Secara umum, dari seluruh jenis ektoparasit yang ada, kutu adalah jenis yang paling banyak ditemui menyerang ayam[1]. Eksistensi ektoparasit pada tubuh ayam menimbulkan berbagai kerugian seperti kulit ayam menjadi gatal, iritasi dan alergi. Akibat infestasi parasit ini, ayam menjadi tidak nyaman, kurang nafsu makan, tidur tidak nyenyak, selalu mematuk bagian tubuh yang terasa gatal sehingga bulunya rontok atau terjadi memar pada tubuh. Anemia pun berpotensi dialami oleh ternak ayam karena kutu menyerap makanan dengan menghisap darah pada ayam. Selain itu, lingkungan kandang yang tidak baik atau kurang dijaga memudahkan ternak untuk terserang penyakit, apalagi karena pemeliharaanya masih bersifat tradisional, resiko ayam kampung terinfeksi berbagai macam penyakit menjadi semakin besar. Akhirnya semua ini berdampak pada penurunan produktivitas ayam kampung (telur dan daging). Kondisi ini berpotensi menurunkan pendapatan peternak ayam kampung. Peternak mengalami kerugian karena infestasi parasit dapat menyebabkan kematian pada ternak ayam kampung.

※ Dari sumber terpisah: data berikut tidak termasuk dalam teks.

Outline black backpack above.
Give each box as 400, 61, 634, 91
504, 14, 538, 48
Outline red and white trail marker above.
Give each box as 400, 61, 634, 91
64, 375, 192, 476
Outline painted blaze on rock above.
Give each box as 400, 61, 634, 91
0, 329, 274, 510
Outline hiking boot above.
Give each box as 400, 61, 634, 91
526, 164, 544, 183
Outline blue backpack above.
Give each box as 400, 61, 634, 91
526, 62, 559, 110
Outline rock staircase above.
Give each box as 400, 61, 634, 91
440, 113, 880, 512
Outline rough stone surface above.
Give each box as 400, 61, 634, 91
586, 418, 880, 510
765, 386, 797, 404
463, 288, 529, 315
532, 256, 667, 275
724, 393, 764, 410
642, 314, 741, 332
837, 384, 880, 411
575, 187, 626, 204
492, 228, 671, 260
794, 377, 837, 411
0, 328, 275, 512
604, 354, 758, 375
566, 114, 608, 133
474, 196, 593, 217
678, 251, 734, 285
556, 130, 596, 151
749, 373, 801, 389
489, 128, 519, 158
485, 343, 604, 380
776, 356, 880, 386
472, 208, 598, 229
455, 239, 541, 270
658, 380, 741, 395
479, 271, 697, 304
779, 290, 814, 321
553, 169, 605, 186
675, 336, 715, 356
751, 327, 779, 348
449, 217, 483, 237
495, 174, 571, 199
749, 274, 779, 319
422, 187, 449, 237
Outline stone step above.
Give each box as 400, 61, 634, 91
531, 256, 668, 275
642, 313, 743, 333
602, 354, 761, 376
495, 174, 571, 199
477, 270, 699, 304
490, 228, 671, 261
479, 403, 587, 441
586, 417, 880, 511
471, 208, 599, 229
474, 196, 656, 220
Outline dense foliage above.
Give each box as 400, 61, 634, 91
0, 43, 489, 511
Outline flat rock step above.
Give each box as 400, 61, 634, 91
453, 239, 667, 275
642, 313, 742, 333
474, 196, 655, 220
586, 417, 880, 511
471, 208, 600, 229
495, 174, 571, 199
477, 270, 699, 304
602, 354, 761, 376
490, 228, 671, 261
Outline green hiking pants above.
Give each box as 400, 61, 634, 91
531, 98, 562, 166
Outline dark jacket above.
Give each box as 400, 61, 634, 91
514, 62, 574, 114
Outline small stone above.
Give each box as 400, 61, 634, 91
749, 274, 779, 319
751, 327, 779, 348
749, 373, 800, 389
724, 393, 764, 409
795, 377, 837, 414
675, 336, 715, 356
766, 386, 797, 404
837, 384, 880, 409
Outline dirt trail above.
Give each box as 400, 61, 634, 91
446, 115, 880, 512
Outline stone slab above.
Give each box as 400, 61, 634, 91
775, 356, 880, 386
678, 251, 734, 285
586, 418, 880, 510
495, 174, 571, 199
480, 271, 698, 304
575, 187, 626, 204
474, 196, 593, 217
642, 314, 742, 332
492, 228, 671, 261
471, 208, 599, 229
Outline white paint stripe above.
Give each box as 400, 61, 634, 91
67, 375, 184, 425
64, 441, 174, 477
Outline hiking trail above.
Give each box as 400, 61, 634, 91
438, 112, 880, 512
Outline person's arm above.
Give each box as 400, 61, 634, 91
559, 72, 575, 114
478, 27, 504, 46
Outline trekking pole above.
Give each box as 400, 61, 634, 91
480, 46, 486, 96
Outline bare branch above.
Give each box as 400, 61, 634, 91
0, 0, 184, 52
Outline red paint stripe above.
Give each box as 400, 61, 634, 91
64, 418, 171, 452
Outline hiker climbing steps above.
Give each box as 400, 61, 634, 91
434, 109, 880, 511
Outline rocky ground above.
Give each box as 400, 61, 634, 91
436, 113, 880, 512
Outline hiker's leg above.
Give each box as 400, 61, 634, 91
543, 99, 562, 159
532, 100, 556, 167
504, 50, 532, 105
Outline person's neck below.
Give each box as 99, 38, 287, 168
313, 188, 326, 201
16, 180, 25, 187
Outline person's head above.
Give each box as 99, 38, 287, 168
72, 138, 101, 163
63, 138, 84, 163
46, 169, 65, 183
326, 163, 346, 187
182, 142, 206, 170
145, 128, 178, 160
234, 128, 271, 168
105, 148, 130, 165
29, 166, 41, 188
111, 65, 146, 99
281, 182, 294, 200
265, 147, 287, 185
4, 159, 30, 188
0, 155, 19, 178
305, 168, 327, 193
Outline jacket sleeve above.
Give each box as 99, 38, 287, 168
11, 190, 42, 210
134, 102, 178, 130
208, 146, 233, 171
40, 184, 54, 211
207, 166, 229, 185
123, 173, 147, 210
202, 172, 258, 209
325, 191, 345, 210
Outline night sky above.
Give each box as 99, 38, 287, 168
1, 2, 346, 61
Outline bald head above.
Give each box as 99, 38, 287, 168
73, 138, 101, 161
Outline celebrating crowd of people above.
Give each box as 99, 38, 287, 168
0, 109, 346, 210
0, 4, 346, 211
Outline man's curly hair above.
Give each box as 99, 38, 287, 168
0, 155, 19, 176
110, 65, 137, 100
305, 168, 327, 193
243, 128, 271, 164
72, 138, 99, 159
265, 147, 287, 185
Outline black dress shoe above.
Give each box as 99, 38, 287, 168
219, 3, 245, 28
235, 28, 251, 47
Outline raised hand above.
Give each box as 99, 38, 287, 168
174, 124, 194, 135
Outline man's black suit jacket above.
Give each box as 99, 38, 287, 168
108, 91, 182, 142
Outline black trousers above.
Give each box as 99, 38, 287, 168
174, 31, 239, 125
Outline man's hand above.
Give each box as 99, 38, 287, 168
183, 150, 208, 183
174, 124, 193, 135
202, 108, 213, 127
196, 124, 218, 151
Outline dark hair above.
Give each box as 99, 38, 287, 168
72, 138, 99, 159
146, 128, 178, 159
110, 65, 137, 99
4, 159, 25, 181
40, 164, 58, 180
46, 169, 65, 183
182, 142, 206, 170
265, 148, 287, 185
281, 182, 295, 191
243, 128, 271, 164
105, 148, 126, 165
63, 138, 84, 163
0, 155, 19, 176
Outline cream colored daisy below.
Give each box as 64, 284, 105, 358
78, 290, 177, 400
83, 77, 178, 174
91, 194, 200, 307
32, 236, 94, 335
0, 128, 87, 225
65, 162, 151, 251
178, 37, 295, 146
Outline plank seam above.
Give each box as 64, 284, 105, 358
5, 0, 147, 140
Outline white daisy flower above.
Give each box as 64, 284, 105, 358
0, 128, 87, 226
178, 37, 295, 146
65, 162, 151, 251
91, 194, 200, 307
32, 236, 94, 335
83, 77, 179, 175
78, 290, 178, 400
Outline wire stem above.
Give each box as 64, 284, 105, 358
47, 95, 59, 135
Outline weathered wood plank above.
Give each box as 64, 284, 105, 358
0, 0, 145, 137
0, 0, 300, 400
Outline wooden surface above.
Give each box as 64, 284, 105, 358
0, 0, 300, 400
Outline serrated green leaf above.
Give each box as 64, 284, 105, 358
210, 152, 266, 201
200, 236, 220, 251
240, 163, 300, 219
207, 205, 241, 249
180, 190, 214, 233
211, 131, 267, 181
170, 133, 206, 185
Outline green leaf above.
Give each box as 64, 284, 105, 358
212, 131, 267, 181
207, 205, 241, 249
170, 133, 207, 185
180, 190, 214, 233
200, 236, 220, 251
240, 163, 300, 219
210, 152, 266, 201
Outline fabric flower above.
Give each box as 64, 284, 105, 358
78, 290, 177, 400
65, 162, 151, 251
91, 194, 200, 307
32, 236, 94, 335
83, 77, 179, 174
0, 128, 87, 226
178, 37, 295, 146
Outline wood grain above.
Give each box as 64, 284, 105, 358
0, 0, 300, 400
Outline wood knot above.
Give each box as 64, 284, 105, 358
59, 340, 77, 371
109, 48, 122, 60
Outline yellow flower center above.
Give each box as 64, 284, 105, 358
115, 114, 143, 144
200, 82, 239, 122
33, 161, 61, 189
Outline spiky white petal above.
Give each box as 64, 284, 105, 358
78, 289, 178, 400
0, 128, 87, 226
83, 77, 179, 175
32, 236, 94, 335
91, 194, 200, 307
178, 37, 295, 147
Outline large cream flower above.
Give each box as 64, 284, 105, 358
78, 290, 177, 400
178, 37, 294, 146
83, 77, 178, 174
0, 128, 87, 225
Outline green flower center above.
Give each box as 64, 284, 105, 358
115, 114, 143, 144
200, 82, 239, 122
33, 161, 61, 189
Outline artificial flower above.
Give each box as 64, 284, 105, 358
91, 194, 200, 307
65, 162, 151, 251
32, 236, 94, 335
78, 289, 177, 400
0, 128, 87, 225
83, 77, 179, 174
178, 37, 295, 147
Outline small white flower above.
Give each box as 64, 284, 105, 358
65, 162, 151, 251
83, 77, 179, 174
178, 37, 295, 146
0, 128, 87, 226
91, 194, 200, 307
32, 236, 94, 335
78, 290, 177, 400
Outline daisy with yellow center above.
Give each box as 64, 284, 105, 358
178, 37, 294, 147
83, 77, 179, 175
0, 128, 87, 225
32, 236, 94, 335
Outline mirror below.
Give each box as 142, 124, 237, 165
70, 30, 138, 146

Kutu (Lice) sebagai Parasit pada Ternak Ayam
Cara penularan kutu adalah secara kontak langsung antara hewan yang terinfestasi dengan hewan sehat, tetapi kadang-kadang juga bisa melalui peralatan kandang dan bahkan manusia yang bekerja di peternakan. Sedikitnya ada 5 spesies kutu yang biasa menginfestasi ayam (terutama ayam petelur) yaitu Menopon gallinae, Menacanthus stramineus, Lipeurus caponis, Goniocotes dissimilis, dan Cuclotogaster heterographa. Berdasarkan hasil penelitian yang dilakukan di Sulawesi Utara jenis kutu yang paling banyak menginfestasi tubuh ternak ayam kampung yakni Menopon gallinae [2]. Hasil penelitian ini diperkuat oleh penelitian lain di salah satu daearah di Jawa Timur[3]. Menopon gallinae sering ditemukan di bagian tangkai bulu ayam, khususnya bulu pada bagian punggung. Infestasi kutu yang tinggi pada regio punggung dikarenakan terdapat banyak bulu Plumae yang rapat. Pada bagian ini kutu akan memakan batang, serabut bulu, bulu halus, kulit yang terlepas dan menghisap darah. Sedangkan pada bagian paha infestasi kutu relatif kecil jumlahnya karena pola bulu tidak serapat pada bagian punggung dan pada bagian ini kutu tidak dapat bersembunyi dari predator (ayam kampung) karena paha dapat dijangkau dengan mudah oleh ternak ayam dengan cara dipatuk.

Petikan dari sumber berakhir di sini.